Alguns minutos depois, ele a levou para a sala fechada. Juntos, eles entraram e Elsa se viu em uma sala ricamente mobiliada.

Perto de uma janela havia um sofá coberto com veludo escuro, e sobre o sofá uma figura jazia estirada como se estivesse em um sono tranquilo e mortal, ou esculpida em mármore. A figura era a de uma mulher jovem e bonita. Seu vestido de cetim branco amarelara com o tempo; seu cabelo dourado estava no travesseiro.

“É apropriado agora”, disse Ulric, “que você venha aqui.”
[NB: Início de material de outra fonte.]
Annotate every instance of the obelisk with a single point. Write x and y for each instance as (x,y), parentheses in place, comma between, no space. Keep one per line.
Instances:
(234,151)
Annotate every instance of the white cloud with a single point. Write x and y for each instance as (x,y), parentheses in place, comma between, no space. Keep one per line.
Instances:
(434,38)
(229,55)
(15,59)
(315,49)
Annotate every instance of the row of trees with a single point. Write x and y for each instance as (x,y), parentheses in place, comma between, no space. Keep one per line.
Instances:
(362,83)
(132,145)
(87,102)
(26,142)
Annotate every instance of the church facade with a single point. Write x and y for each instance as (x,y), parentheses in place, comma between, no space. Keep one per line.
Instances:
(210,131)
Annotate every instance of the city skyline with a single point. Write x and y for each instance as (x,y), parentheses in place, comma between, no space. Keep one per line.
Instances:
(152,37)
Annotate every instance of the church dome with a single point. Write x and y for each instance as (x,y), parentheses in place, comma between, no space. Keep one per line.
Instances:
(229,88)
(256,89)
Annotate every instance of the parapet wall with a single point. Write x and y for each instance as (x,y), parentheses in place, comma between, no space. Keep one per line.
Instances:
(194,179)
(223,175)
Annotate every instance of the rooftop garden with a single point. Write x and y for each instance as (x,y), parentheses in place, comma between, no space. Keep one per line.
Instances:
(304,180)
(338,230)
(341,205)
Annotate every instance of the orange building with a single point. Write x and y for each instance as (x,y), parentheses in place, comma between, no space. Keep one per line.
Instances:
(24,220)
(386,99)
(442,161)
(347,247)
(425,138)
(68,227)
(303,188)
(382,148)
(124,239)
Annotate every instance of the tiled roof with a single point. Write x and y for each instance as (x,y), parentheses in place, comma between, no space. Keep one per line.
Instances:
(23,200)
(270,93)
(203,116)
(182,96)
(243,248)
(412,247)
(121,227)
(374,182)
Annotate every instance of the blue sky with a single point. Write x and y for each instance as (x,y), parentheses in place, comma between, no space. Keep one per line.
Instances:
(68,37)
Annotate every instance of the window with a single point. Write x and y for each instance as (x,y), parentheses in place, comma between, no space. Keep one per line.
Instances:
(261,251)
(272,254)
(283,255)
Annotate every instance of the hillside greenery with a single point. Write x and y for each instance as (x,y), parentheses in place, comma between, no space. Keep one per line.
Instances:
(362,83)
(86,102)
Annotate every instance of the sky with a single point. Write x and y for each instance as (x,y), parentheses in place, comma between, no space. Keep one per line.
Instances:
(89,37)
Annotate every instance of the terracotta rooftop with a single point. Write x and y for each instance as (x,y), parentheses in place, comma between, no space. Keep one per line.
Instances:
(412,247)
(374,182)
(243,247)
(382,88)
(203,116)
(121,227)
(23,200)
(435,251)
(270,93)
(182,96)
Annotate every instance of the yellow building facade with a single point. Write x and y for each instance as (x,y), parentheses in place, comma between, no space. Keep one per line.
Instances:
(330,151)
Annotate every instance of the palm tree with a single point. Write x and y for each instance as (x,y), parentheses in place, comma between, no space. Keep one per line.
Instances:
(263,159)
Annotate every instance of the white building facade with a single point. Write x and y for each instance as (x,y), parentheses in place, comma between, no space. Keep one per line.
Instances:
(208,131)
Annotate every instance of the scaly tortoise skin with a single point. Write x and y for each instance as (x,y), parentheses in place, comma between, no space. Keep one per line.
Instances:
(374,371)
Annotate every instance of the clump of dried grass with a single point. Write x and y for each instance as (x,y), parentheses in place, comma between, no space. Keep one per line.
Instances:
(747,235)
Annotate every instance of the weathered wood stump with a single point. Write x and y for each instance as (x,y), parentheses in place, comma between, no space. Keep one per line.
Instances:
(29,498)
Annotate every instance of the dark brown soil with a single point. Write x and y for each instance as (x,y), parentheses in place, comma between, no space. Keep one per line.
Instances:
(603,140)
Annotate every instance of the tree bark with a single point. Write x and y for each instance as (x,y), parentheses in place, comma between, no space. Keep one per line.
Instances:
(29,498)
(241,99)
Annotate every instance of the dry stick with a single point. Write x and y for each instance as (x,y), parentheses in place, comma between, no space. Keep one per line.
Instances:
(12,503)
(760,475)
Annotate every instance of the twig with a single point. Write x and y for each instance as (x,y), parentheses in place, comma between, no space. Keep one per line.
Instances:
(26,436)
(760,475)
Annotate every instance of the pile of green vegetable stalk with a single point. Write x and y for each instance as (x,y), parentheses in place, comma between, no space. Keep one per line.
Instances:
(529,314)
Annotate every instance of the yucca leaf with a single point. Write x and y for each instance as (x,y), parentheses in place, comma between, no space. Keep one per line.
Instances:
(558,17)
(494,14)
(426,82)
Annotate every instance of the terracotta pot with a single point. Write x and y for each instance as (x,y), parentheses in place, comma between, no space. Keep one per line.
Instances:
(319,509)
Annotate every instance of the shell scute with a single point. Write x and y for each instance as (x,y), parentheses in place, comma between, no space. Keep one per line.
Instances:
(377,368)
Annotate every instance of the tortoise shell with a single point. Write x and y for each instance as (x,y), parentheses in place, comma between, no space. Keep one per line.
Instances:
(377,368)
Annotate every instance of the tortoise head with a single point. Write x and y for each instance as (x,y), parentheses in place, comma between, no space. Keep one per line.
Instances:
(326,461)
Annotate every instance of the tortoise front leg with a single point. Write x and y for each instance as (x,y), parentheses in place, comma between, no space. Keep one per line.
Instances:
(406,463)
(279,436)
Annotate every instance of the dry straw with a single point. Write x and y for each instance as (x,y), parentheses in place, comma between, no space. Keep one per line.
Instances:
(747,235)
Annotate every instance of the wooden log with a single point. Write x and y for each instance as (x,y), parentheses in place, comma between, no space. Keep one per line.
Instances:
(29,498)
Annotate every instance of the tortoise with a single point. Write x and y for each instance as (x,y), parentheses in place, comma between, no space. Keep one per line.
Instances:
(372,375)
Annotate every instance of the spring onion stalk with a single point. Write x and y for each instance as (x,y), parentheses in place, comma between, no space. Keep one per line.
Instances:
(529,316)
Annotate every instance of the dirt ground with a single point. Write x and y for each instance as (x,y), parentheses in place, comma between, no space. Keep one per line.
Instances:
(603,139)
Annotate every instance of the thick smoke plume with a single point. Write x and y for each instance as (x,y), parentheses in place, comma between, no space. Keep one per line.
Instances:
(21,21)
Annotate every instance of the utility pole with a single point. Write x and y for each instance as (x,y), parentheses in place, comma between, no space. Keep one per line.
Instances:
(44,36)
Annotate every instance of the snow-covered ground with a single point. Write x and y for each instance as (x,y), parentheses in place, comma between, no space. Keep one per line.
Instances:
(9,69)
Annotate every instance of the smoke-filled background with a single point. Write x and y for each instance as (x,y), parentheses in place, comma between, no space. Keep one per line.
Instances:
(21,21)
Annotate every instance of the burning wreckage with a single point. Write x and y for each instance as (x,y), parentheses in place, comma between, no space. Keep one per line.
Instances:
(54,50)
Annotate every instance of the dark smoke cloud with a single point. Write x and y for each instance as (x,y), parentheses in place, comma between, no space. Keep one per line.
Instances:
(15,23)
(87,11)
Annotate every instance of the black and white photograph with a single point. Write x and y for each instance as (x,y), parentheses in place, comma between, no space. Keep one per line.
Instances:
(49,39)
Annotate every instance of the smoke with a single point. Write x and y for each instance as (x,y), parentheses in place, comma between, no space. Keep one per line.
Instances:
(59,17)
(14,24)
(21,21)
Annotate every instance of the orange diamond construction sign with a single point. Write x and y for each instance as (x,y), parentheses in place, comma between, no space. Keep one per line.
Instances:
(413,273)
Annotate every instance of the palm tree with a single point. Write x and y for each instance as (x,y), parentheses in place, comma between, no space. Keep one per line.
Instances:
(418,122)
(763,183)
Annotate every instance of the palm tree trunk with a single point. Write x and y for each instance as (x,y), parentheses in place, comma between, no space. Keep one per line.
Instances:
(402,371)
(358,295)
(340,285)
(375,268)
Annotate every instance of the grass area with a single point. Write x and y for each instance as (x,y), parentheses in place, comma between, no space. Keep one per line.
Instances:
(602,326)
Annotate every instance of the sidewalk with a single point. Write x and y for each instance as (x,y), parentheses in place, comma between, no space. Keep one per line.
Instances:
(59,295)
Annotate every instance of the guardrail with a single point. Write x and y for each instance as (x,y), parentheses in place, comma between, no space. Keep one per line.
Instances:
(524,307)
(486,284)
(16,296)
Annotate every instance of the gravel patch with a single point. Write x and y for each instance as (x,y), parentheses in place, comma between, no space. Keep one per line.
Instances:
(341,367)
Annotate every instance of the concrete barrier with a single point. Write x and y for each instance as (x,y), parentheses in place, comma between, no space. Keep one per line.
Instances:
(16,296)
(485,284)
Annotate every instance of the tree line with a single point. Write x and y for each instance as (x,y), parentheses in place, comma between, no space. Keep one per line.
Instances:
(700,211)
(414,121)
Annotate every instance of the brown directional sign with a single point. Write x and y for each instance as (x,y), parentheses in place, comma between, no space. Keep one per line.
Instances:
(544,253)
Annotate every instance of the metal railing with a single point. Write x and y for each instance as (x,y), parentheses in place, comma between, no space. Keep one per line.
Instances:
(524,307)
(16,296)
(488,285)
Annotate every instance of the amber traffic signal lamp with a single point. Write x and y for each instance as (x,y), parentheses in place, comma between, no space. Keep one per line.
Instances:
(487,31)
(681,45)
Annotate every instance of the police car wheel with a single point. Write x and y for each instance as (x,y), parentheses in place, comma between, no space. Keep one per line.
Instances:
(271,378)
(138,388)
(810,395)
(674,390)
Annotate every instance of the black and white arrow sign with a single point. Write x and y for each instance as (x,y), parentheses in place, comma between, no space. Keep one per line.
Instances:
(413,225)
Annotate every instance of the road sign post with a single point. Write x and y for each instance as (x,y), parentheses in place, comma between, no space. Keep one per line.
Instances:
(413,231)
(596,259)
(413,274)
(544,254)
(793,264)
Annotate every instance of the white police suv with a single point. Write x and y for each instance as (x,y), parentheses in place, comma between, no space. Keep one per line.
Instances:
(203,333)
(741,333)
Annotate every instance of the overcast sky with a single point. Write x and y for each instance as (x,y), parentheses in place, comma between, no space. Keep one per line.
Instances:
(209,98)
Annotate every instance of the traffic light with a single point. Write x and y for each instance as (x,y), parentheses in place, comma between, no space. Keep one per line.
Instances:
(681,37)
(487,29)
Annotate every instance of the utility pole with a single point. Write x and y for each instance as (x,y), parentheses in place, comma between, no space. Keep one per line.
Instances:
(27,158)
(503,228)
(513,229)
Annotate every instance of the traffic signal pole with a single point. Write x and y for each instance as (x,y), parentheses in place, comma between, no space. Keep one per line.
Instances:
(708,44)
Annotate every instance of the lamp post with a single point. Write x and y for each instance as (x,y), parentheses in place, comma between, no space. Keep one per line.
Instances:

“Mãe, acorda!” ela disse. “Mãe!”

Lentamente os olhos escuros se abriram e pousaram com um olhar de amor no rosto de Elsa.

E assim a maldição e as sombras do inverno eterno se foram da casa de Ulric, e sua esposa voltou de seu longo sono. No devido tempo, o jardim também acordou com o toque da primavera, e as flores desabrocharam, e os pássaros cantaram nas árvores em flor, e o sol brilhou. E o amor de Elsa tornou-se cada vez mais profundo por seu pai e sua mãe; pois talvez você tenha sido esperto o suficiente para descobrir que a esposa do lenhador era a criada que levou consigo em sua fuga a filhinha de Ulric na noite do baile de Ano Novo.